The idea that we'll be able to run ML weather models using "raw" observations and skip or implicitly incorporate an assimilation is spot-on - there's been an enormous shift in the AI-weather community over the past year to acknowledge that this is coming, and very soon.

But... in your launch announcement you seem to imply that you're already using your data for building and running these types of models. Can you clarify how you're actually going to be using your data over the next 12-24 months while this next-generation AI approach matures? Are you just doing traditional assimilation with NWP?

Also, to the point about reanalysis - that's almost certainly not correct. There are massive avenues of scientific research which rely on a fully-assimilated and reconciled, corrected, consistent analysis of atmospheric conditions. AI models in the form of foundation models or embeddings might provide new pathways to build reanalysis products, but they are a vital and critical tool and will likely be so for the foreseeable future.

  • > There are massive avenues of scientific research which rely on a fully-assimilated and reconciled, corrected, consistent analysis of atmospheric conditions.

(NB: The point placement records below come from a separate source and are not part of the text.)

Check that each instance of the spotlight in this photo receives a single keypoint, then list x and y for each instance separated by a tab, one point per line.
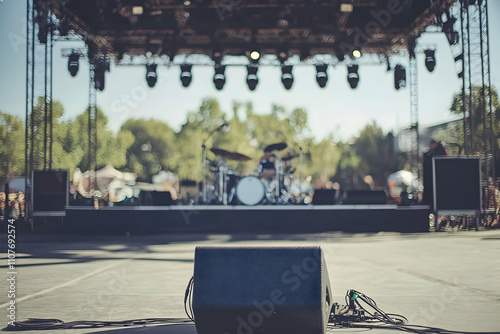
356	53
73	63
283	55
353	76
219	77
286	76
399	77
451	34
99	78
430	60
186	75
321	75
305	54
252	79
101	66
151	75
217	55
254	56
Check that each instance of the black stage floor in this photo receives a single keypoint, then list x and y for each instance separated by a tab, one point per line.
255	219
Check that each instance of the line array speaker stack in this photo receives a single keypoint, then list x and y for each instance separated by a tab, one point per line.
275	290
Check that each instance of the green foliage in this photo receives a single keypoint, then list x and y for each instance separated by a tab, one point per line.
147	146
151	147
478	116
12	147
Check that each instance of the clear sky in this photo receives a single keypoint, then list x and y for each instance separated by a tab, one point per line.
335	109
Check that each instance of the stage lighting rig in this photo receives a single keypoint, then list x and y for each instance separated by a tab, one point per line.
186	75
217	55
151	75
399	77
430	60
219	76
252	79
321	75
357	53
287	76
101	65
353	76
73	63
254	56
282	55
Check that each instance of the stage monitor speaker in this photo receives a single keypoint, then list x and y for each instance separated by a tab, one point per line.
365	197
275	290
324	197
162	198
457	184
50	190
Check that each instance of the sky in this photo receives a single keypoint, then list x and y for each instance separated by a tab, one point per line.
336	109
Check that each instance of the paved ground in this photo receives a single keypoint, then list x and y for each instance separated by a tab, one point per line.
447	280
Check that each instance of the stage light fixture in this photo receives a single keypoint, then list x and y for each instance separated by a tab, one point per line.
254	56
252	79
283	55
151	75
137	10
73	63
321	75
430	60
399	77
219	76
217	54
186	75
353	76
100	67
346	7
287	76
356	53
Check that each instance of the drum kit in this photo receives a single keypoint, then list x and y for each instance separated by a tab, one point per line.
269	184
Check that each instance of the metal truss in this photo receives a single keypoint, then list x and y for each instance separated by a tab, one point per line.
472	60
92	126
38	115
414	131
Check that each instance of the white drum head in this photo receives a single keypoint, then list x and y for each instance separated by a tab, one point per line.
250	190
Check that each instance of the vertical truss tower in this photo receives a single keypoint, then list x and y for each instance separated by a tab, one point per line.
472	58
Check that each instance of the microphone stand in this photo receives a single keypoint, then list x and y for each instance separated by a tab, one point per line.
204	161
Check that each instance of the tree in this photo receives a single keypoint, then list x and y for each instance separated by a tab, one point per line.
153	148
12	148
111	149
477	117
376	153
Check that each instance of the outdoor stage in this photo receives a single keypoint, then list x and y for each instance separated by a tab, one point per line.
255	219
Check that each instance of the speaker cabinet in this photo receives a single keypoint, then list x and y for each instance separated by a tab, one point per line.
365	197
457	184
324	197
275	290
50	190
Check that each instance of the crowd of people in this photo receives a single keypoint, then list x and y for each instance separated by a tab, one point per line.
12	205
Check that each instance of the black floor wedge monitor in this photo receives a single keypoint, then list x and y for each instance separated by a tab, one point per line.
275	290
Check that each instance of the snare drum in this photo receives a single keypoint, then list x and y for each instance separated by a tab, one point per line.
250	190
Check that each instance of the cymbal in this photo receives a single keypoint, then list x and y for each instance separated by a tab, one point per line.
275	147
289	157
230	155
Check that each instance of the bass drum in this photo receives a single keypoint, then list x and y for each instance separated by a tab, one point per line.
250	190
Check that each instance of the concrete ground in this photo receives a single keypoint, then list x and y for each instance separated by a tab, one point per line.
446	280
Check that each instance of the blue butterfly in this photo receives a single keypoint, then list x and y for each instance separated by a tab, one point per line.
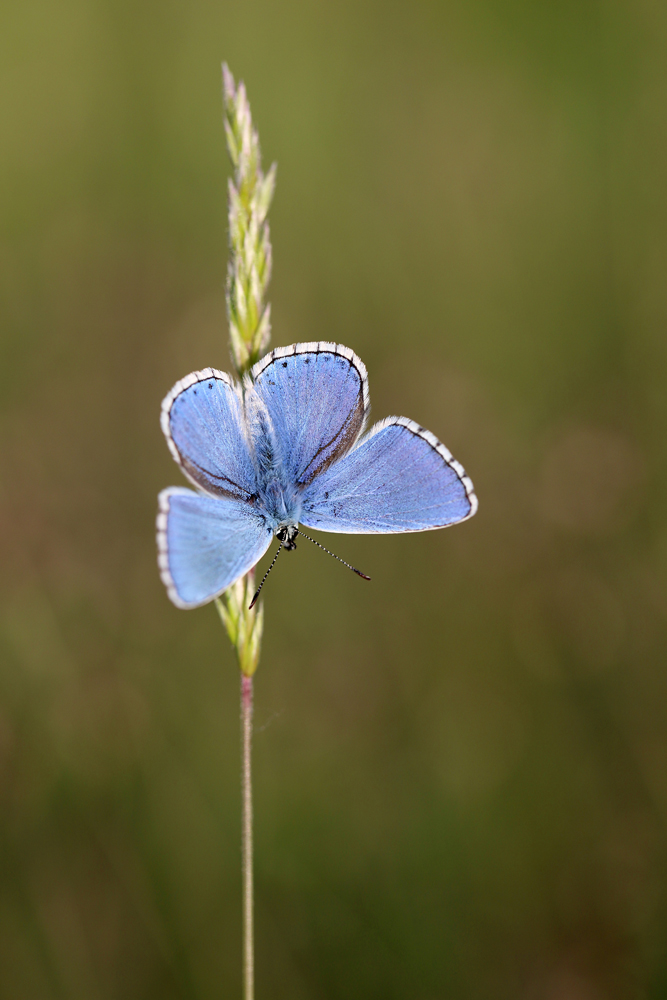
286	448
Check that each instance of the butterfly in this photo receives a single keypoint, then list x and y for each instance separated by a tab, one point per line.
286	448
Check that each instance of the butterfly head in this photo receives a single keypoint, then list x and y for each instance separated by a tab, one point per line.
287	535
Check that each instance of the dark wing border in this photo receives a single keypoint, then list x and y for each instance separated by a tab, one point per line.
194	378
318	347
445	453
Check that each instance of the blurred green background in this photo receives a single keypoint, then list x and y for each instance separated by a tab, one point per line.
461	768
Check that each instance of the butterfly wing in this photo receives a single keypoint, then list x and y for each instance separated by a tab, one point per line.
316	396
202	419
205	543
398	478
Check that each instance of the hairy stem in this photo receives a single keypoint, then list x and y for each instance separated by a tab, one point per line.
246	838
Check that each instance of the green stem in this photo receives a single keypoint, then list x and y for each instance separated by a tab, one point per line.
246	838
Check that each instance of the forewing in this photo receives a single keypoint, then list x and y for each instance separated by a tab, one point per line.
206	543
316	396
202	419
398	478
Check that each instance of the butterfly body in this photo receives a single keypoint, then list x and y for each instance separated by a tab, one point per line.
287	448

    That’s a good point! In fact, the outputs for observation based foundational models will likely include a "reanalysis-like" step for the final output.

    Regarding the next 6-12 months, we will be integrating our data with traditional NWP models and utilizing AI for forecasting. We've developed a compact AI model that can directly assimilate our "ground truth" data with reanalysis, specifically for use in AI forecasting models.

    Once we have hundreds of systems deployed, we'll use the collected observations, combined with historical publicly available data, to train a foundational model that will directly predict specific variables based on raw observations.